Scott Aubrey with the Finance and Administration Cabinet told the panel the final beam is expected to be set by the end of the month. “The building is on schedule to be under roof and closed in by the end of the year and we’re looking at it being substantially complete by this time next year," said Aubrey.
Final completion is anticipated in October 2019, approximately six months ahead of schedule.
When asked by the panel how they are able to make such progress, the Finance Cabinet’s Andy Casebier replied, “The developer, who went through a competition, is the same one we had for the 300 Sower Blvd. building, and they have the same team. That team which worked together to construct a similar building and finished it one month ahead of schedule were able to get further ahead.”
There are financial incentives to complete the project early.
Board Chairman Sen. Stan Humphries, R-Cadiz, expressed concerns about how quickly the Capital Plaza Tower deteriorated and wondered how that could be avoided in the new building.
Casebier explained, “Some of the methodologies they used in building a white tower, caused materials to disintegrate at a more rapid pace. This was just a very problematic building. The magic of build-to-suit is that we’re going to make this developer, for the first 30-years, be responsible for maintenance and upkeep of the project. He knows he’ll have to take care of anything that fails in its first 30-years.”
After terms are up the building will revert to the state.
“But even after that, we built into the agreement that we still need warranties on certain items,” Casebier told the panel. “A warranty of at least five years on the roof and chillers.”
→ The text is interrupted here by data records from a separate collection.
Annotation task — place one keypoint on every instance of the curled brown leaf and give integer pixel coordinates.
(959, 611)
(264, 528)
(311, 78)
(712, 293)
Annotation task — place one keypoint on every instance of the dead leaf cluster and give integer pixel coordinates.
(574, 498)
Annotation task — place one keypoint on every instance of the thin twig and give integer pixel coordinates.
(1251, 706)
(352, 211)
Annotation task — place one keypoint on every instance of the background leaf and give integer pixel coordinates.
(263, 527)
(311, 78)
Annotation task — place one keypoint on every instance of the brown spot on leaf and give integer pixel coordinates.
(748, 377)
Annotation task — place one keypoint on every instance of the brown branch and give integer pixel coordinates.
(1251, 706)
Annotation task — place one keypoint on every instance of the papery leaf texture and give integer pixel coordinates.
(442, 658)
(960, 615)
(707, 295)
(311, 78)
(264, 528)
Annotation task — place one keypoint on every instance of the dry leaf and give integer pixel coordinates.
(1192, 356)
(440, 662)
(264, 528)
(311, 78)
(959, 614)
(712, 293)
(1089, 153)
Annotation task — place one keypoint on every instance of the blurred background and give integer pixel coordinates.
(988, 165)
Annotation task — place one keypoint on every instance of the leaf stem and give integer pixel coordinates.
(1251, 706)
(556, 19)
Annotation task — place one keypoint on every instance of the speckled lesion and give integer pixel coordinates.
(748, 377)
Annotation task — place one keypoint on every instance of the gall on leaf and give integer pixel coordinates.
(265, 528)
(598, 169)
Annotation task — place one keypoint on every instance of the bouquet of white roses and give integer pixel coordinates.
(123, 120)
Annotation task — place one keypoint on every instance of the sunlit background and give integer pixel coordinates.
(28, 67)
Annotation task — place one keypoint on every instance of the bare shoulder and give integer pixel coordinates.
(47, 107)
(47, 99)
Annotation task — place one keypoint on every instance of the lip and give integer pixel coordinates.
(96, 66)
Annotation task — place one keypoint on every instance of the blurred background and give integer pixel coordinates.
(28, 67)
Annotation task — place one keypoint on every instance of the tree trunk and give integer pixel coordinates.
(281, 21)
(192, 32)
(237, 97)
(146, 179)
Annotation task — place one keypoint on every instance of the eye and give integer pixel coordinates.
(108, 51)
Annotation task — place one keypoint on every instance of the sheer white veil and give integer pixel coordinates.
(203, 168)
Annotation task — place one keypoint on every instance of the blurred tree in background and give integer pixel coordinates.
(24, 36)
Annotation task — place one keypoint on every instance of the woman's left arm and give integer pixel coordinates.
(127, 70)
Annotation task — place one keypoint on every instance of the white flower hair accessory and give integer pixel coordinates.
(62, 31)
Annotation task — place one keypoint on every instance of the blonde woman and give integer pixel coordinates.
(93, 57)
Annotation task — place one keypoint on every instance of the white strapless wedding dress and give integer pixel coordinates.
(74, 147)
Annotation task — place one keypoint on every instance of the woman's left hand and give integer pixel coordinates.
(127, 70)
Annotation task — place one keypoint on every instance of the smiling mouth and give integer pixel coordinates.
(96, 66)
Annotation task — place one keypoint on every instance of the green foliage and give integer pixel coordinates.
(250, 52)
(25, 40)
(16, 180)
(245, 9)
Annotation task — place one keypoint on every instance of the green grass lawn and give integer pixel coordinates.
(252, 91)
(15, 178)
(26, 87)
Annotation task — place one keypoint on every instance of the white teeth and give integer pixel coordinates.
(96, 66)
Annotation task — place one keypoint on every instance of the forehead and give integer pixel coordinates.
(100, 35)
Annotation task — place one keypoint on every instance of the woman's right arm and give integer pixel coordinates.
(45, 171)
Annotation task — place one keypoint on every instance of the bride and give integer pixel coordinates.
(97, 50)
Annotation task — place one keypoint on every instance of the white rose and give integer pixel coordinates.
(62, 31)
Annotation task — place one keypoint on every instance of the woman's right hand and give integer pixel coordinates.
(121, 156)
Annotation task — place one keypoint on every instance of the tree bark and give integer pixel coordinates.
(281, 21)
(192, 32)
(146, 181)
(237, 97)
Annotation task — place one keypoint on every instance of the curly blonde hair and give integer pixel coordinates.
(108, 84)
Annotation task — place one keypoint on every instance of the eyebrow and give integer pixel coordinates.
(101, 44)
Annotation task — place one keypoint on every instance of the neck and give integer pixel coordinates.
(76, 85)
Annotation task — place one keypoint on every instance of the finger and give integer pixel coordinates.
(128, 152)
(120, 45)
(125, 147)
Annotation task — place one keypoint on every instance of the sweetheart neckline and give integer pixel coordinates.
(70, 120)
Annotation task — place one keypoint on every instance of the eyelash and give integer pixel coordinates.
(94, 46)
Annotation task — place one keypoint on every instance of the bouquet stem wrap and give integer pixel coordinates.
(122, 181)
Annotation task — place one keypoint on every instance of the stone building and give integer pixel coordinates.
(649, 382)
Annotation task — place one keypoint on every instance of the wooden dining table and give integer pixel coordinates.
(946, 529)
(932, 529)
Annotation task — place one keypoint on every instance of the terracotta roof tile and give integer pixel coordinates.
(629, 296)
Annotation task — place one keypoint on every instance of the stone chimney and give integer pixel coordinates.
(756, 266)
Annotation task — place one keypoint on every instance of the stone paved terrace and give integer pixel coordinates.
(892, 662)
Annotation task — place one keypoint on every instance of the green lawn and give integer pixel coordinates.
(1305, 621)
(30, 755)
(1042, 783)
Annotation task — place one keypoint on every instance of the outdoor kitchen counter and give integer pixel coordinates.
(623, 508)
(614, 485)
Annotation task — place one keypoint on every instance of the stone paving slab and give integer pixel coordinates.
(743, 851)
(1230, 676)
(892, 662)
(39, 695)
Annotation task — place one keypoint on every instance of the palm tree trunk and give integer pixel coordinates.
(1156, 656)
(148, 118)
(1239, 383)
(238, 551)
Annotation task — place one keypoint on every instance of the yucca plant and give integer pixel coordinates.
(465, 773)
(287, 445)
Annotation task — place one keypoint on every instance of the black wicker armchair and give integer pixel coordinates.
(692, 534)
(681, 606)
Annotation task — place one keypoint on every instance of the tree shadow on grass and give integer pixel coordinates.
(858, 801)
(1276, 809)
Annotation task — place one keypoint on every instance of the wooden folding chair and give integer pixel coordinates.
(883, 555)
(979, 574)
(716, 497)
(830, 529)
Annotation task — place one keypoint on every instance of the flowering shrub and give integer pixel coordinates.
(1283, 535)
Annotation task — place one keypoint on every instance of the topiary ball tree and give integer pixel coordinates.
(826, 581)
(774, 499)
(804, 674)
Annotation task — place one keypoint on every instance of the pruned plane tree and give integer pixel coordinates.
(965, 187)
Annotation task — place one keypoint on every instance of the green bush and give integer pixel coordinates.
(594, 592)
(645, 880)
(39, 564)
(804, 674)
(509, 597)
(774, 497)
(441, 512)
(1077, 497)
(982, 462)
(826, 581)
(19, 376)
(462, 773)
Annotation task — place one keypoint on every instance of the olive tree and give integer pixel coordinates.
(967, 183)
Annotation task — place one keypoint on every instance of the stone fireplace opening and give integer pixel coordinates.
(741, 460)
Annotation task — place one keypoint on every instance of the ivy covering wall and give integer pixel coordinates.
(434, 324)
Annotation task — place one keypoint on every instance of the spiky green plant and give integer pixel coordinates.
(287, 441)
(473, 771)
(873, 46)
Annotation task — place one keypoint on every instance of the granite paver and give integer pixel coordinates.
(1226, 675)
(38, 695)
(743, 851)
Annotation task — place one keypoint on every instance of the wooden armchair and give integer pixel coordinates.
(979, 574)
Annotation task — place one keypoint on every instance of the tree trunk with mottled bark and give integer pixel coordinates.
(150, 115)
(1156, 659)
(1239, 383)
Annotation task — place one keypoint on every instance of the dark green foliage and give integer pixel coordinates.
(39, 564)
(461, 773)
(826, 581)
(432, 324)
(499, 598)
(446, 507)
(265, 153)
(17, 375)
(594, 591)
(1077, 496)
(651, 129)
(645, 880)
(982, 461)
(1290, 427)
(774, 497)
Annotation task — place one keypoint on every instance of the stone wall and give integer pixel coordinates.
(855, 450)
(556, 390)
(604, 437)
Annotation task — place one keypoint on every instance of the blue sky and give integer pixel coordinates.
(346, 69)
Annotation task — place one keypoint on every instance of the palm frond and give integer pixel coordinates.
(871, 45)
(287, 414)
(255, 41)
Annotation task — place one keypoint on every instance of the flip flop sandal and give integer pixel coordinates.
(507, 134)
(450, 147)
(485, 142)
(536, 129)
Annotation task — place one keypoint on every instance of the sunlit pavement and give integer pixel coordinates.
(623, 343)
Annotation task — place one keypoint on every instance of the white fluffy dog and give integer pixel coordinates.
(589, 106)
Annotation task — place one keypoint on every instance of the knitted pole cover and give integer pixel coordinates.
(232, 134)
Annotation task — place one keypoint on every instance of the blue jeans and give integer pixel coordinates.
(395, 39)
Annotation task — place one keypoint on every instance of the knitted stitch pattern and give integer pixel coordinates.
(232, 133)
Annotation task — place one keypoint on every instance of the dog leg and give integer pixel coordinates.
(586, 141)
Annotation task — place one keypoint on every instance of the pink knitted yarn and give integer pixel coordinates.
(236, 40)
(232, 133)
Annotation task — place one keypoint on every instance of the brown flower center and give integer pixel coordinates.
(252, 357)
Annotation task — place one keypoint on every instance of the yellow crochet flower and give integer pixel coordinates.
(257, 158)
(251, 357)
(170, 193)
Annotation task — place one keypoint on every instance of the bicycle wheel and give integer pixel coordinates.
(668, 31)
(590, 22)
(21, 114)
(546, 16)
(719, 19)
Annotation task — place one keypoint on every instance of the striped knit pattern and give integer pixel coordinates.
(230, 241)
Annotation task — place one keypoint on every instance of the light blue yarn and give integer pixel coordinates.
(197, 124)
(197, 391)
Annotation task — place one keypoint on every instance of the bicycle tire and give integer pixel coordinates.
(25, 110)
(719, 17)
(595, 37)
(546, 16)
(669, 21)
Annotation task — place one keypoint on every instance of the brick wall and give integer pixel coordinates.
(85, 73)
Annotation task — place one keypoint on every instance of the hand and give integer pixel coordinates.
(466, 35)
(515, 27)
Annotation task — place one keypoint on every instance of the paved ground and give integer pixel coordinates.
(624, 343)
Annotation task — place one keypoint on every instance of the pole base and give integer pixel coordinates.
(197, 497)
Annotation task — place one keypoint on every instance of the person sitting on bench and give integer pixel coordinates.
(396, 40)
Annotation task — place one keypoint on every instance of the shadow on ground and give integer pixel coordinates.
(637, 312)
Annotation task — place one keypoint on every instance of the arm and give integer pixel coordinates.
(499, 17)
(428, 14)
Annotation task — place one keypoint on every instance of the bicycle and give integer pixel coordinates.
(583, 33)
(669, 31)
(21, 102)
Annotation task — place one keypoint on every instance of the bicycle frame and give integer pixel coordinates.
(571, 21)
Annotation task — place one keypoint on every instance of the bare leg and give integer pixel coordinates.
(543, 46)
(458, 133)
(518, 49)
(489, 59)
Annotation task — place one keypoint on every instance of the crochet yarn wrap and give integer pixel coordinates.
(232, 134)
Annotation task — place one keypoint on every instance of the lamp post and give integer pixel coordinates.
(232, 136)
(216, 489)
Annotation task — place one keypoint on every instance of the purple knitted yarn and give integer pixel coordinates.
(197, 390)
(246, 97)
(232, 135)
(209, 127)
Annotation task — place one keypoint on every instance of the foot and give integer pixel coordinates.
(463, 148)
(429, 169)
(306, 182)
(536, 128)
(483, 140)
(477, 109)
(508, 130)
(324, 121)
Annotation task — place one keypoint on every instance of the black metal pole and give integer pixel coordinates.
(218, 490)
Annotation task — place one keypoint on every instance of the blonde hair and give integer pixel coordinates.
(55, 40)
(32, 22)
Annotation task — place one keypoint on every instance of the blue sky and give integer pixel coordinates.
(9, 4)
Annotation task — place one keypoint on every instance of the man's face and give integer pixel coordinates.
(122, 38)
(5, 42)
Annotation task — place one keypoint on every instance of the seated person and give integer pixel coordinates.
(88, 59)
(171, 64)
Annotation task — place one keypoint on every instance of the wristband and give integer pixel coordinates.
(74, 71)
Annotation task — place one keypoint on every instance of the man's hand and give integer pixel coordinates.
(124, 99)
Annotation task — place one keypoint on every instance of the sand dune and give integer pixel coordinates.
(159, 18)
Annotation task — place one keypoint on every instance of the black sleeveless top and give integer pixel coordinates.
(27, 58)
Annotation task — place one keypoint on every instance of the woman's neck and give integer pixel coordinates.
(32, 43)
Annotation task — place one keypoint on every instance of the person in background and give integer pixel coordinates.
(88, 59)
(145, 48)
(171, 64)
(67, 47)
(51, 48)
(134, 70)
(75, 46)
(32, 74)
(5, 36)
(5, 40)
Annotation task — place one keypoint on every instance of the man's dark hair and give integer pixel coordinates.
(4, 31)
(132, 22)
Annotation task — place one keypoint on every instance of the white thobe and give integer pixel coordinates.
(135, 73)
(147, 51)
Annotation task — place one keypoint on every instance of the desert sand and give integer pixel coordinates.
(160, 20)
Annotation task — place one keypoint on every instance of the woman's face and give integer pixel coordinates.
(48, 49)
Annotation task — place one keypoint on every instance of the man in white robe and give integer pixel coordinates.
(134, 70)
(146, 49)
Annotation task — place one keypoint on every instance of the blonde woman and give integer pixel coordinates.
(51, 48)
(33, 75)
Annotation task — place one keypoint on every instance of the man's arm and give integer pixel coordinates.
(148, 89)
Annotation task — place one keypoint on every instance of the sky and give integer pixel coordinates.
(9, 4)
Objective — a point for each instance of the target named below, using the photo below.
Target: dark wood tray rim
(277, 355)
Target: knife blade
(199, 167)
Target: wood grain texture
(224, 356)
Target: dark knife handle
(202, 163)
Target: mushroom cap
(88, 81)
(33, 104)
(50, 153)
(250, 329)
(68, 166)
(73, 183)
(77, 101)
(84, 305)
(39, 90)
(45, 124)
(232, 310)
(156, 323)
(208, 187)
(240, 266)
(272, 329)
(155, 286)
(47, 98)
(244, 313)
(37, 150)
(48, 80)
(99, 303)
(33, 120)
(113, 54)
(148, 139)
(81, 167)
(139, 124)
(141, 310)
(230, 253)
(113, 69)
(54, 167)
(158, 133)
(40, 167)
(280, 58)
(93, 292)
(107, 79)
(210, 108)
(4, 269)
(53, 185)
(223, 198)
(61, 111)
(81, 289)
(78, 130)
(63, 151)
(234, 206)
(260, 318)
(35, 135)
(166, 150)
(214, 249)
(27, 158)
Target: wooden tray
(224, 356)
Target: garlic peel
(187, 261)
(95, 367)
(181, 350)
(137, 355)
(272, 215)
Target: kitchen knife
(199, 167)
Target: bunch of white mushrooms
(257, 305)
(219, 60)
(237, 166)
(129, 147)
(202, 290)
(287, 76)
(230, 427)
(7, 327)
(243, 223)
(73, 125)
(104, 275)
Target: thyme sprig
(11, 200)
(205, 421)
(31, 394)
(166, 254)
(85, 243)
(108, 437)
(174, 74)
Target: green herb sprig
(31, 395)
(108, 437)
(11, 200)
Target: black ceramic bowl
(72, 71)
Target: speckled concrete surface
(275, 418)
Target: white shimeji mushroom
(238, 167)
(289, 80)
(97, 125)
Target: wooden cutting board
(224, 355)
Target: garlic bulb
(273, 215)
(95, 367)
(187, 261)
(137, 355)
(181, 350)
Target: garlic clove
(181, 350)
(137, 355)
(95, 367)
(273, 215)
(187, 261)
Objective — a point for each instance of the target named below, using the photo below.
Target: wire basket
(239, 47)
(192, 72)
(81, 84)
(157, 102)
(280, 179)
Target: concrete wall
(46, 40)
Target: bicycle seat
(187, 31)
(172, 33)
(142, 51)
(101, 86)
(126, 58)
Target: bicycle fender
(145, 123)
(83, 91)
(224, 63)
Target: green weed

The two buildings that house the Cabinet for Health and Family Services also came up for discussion. Casebier said the 43-year old CHR building has issues, “but there is no need to tear it down.”
He said they have four options for it and the older Human Services Building that fronts East Main.
--Renovate both of them
--Renovate the CHR Building while replacing the Human Services Building.
--Take one of the first two options and add a parking structure in front of the Human Services Building.
--Renovate CHR and replace the Human Services Building with a new, smaller facility at the rear of the current parking lot. The benefit of that, according to Casebier, is the Division of Vital Statistics and other agencies that deal with the public could be placed in the smaller building, then beef up security at the CHR Building.
“A study that was performed determined option four is best,” Casebier testified. “It improves energy efficiency and functionality, as well as security. It also allows us to do the work in phases, without a big price tag all at once. It gives us a long-term roadmap to achieve what we want to achieve.”
Renovation of the CHR Building would include a new “skin,” which would be more energy efficient.